From: Xu Miao (xm_at_u.washington.edu)
Date: Mon Nov 24 2003 - 10:50:05 PST
Title: Acting Optimally in Partially Observable Stochastic Domains
Authors: Anthony R. Cassandra, Leslie Pack Kaelbling and Michael L. Littman
Summary: This paper describes the POMDP and a new algorithm to approximately
find the optimal solution.
Ideas:
1. The paper embeds the Partial Observability to the MDPs model, and
use a convex piecewise-linear function to represetns the value function. And
then develops a Witness Algorithm to find the approximate optimal solution
which can be arbitarily close to the optimal solution of the value iteration
function.
2. After the value iteration fucntion, the authors use a policy
graph to represents the policy, which is generated from the partition of the
belief space defined by the solution of the value function.
Flaws:
1. The idea of partition of the belief space is very impressive, but
if the authors can give some brief proof and the detailed algorithm of
construction, it will be more complete.
2. The result part is too short and not convinced, because there is
too few description of what kind of problems they solved and no comparison.
Open research:
1. Adding policy iteration algorithm.
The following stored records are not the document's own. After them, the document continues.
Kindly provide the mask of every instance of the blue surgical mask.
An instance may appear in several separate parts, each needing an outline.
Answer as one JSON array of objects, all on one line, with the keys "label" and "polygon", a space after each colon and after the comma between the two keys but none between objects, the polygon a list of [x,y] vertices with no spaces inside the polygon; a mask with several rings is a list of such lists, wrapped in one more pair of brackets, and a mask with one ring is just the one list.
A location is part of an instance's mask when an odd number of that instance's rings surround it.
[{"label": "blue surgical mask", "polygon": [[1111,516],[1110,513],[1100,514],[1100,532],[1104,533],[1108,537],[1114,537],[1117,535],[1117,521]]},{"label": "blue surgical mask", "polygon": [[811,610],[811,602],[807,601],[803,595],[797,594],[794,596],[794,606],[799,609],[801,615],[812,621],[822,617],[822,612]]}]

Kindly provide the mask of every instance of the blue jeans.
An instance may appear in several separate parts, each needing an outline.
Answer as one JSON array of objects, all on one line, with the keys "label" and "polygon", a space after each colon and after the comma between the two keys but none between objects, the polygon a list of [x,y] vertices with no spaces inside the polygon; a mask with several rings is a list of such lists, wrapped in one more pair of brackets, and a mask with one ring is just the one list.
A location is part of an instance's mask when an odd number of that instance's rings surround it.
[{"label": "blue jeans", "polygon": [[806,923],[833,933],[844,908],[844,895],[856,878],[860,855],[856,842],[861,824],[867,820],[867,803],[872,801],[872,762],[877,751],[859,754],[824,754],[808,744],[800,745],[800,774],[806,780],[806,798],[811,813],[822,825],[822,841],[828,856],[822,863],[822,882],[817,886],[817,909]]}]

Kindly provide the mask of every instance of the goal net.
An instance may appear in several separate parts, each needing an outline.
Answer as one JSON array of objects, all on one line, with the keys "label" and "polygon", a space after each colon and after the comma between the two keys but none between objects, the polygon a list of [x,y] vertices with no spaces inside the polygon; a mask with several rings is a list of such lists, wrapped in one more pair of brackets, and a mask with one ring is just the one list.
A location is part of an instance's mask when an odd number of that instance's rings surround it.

Although the policy graph is
simple and effective on some small problem, it coulb be very large on some
big problem. So maybe adding policy iteration algorithm can solve the
problem effectively.
2. Maybe find a way to find approximately optimal policies by
searching only part of the space by some methods, for example, Dean et al.'
methods mentioned by the authors, or LAO* etc.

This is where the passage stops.